Errol Linton at Long Street Blues Club

In a remarkable finale to the season for Long Street Blues Club, London-based The Errol Linton Band presented Devizes with a sublime lively blues blend of delta and RnB, incorporating jazz, funk, reggae and ska too. But if the band’s proficiency in implementing this melting pot sounds erratic, the perfection was in the precision of switching through subgenres. The result was simply infectious.…..

It’s rarely mused, given the contemporary influence of Jamaica’s musical export, that prior to reggae its route lies with the removal of shortwave radio stations provided for American soldiers stationed on the island after WW2. As they disembarked Jamaica they left a blossoming sound system culture, the entrepreneurs of which set up recording studios as supply of US 45s declined.

They pulled from the influences they heard, jump blues particularly, and within these walls is the fabled Duke Reid session with Prince Buster, whereby copying the offbeat experiments of Fats Domino and Barbie Gaye, as was popular on the sound systems, and riding the shuffle beat style of T Bone Walker, a timeout was called and the guitarist ended by running the shuffle backwards, accidently creating “the ska.”

Even less widely known; initially Duke Reid wasn’t in favour of ska, but as the government promoted it for tourism as “Jamaica’s first national sound,” obviously he felt he’d lose out if he didn’t follow the trend. So, pre-ska, and even during its explosion, the Jamaican studios continued to put out as wider variety of sounds as they heard on US Radio, from blues to doowop and even country. This is a necessary backstory to capture the ethos of Errol Linton and his band, as Errol and two-thirds of the band have Jamaican heritage, are keen to emphasis this, and however subtle, everything mentioned gets a nod in their performance.
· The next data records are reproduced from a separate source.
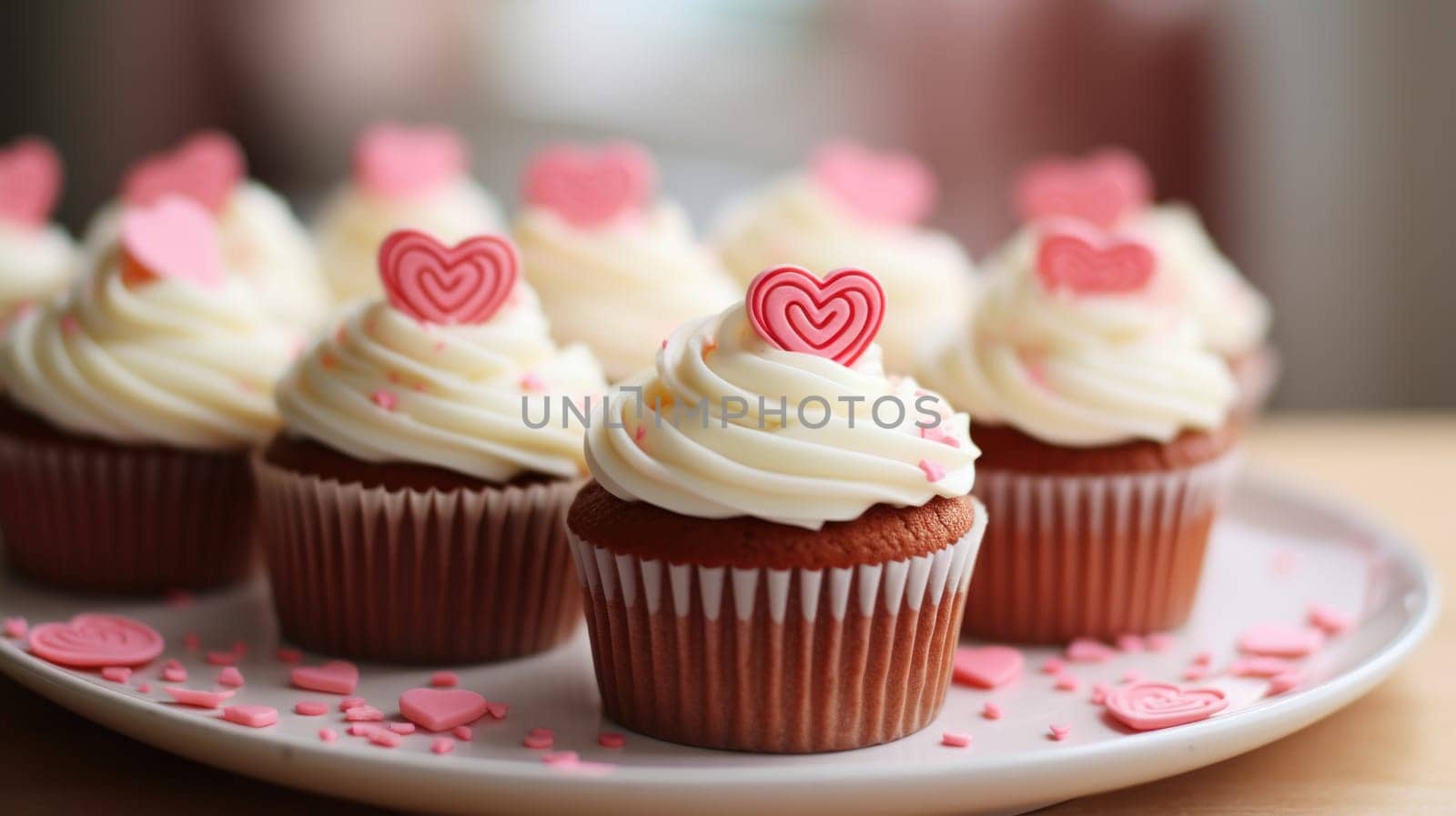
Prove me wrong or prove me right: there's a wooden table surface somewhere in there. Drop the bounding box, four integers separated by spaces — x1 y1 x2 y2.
0 415 1456 816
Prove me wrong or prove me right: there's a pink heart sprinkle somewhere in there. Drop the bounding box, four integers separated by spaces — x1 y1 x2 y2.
521 143 657 228
951 646 1025 688
121 195 228 289
288 660 359 694
0 136 61 227
354 122 470 197
223 705 278 729
810 141 935 226
29 614 165 670
399 688 490 731
1107 682 1228 731
745 267 885 367
1239 622 1325 658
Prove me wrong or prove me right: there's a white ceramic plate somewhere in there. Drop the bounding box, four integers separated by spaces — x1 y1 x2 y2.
0 477 1439 816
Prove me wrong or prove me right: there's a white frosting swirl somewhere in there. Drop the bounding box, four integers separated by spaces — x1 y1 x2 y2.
86 182 330 332
514 204 743 381
713 175 976 372
920 224 1235 447
315 176 505 303
0 219 76 324
587 304 980 529
0 253 298 449
278 284 606 483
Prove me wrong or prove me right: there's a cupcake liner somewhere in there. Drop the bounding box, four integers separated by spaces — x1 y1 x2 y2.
571 503 986 753
966 452 1239 643
0 432 253 593
253 454 581 663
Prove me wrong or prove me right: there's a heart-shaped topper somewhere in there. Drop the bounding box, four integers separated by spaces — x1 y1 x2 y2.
0 136 61 227
354 122 470 197
121 131 248 212
521 143 657 228
379 230 521 326
810 141 935 226
745 267 885 365
1104 682 1228 731
31 614 165 668
121 195 228 289
1015 148 1153 228
1036 221 1158 296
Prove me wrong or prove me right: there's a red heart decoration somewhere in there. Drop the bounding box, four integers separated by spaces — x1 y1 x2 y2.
121 195 228 288
747 267 885 365
1036 224 1158 296
354 124 469 196
1104 682 1228 731
521 143 657 228
810 141 935 224
0 136 61 227
379 230 521 326
31 615 165 668
121 131 248 212
1015 148 1153 228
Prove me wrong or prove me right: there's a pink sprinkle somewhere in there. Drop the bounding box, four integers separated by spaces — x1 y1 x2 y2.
369 729 405 748
941 731 971 748
5 617 31 640
597 731 628 748
920 459 945 481
344 705 384 723
223 705 278 729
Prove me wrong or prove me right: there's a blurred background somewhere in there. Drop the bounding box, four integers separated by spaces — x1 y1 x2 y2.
0 0 1456 408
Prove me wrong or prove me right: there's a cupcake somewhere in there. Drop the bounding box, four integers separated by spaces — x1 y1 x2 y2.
1010 150 1279 420
0 196 297 592
566 267 986 753
515 144 737 381
253 230 606 663
85 131 329 332
0 136 76 333
713 143 974 372
922 219 1236 643
315 122 505 303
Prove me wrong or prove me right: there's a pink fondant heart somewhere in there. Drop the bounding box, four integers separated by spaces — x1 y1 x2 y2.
288 660 359 694
121 195 226 288
810 141 935 224
354 124 469 197
952 646 1025 688
31 614 165 668
121 131 248 214
521 143 657 228
1239 622 1325 658
1015 150 1153 228
399 688 490 731
1104 682 1228 731
747 267 885 365
1036 223 1158 296
0 136 61 227
379 230 521 326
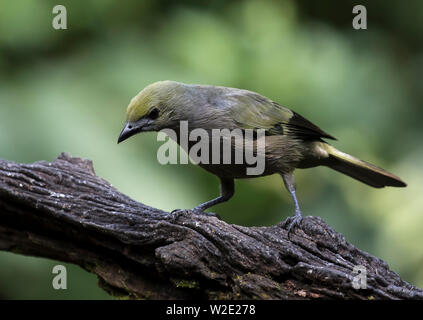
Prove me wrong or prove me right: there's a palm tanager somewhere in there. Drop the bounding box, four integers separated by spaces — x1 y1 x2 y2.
118 81 406 230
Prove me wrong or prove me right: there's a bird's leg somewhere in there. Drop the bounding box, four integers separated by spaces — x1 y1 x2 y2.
193 178 235 216
282 172 303 235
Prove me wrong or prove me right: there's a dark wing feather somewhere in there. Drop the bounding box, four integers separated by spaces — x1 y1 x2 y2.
227 90 336 140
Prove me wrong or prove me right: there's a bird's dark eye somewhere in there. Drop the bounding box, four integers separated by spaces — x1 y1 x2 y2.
148 108 160 120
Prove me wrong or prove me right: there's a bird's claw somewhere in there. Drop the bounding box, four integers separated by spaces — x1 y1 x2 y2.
170 207 222 220
192 207 222 220
285 211 303 238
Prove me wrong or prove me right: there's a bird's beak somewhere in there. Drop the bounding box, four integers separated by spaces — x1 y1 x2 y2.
118 119 147 143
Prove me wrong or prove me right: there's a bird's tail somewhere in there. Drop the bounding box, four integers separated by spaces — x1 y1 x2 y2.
324 144 407 188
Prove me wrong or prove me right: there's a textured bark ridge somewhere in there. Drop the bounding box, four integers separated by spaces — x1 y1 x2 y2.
0 153 423 299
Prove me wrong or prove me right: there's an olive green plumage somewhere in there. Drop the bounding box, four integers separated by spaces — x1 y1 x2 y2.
118 81 406 228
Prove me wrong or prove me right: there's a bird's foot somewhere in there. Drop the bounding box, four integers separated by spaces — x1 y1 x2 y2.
284 210 303 238
192 206 222 220
170 207 222 220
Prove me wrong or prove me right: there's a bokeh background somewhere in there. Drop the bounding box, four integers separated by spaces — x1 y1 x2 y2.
0 0 423 299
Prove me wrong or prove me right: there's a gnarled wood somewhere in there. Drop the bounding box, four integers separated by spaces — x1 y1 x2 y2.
0 153 423 299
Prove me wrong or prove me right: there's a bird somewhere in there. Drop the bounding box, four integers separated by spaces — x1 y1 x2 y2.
118 80 406 233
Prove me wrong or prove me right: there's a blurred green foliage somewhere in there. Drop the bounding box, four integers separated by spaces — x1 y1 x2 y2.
0 0 423 299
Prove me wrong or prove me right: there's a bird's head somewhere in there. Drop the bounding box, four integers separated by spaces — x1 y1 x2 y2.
118 81 183 143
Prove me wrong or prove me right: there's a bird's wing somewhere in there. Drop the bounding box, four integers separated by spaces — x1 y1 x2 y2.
227 91 336 140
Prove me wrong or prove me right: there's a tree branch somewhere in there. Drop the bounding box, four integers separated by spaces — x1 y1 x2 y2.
0 153 423 299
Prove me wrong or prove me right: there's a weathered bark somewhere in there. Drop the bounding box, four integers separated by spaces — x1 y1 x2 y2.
0 153 423 299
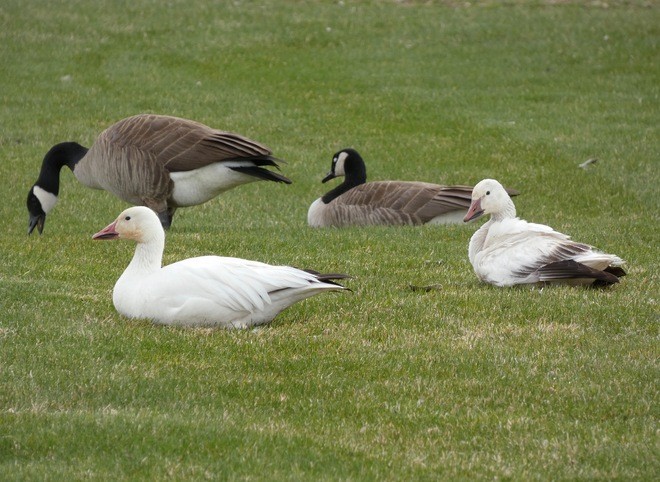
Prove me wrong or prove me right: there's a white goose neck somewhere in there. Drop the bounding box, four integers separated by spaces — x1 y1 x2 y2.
127 233 165 274
491 197 516 221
Errol is also an accomplished artist, creating portraits of his influences gives clear indication of who he is citing, the blues legends, from Sister Rosetta Tharpe to Louis Armstrong and beyond. Yes, the band deviated from blues, to throw down a jazzy number, to increase levels of danceable funk, and with a narrative of Howlin’ Wolf visiting Jamaica, they covered Howlin’ For my Darling with a matchless ska offbeat. Particularly diverse was an original “Country Girl,” as while maintaining one-drop reggae, the chorus verged onto a dancehall riff. It was right up my street and knocking loudly on my door, but I paused to observe the more blues aficionado regulars enjoying it equally as much as I!

For all the diversity I’ve noted, and mentioned the pleasure was in how proficiently they switched, even mid-song, this tight arrangement was best at delivering blues, and did so second-to-none. Frontman Errol gliding between vocals and harmonica, cherry-capped pianist Petar Zivkovic lightening on the keys, Lance Rose in porkpie hat, chilled on the upright double bass, perfectionist timekeeper Gary Williams on drums, and guitarist Richey Green presented the funkiest dancing show during play, the combo was spellbinding.

But none of this happened before Devizes-own Adam Woodhouse delivered the textbook support slot. Confident, despite his first outing at this blues appreciation society in which regulars will aim all eyes on you, Adam kicked off with an Elvis rendition of That’s Alright Mama, and with top-notch finger picking, continued covers with a remarkable Johnny Cash. Adam, a regular soloist at The Southgate and attendee of their celebrated Wednesday jam session, had some originals of his own, which were executed with panache.

A most memorable evening was had, in which frontman Errol reigned the moment, showing this natural ability accomplished over thirty years, since a busker of London’s streets. This is British blues at its finest, individually stylised yet heavily drawing from his roots, a perfect blend to homage his heritage, entertain and packaged in such a non-pretentious manner, you couldn’t dislike it; impossible!

An absolutely blinding night for the Long Street Blues Club, organiser Ian Hopkins’ smile said it all, as he clarified he’s been trying to book these guys for a while, and made a promise to the crowd they’d return; you need to be there when it does. The next season starts on 20th August, with anticipated return of Skinny Molly. Worth mentioning though, being we’ve discussed the early stages of Jamaican sound systems and Duke Reid’s Treasure Ilse, competitor Coxsone Dodd over at Studio One gave fame to a majority of reggae artists, yes, including Bob, and another crowned King of Rock Steady, Alton Ellis, that Alton’s son, Troy is on in Hillworth Park around about 3pm today. So, get your sandals on, unless you remain adamant nothing ever happens in Devizes!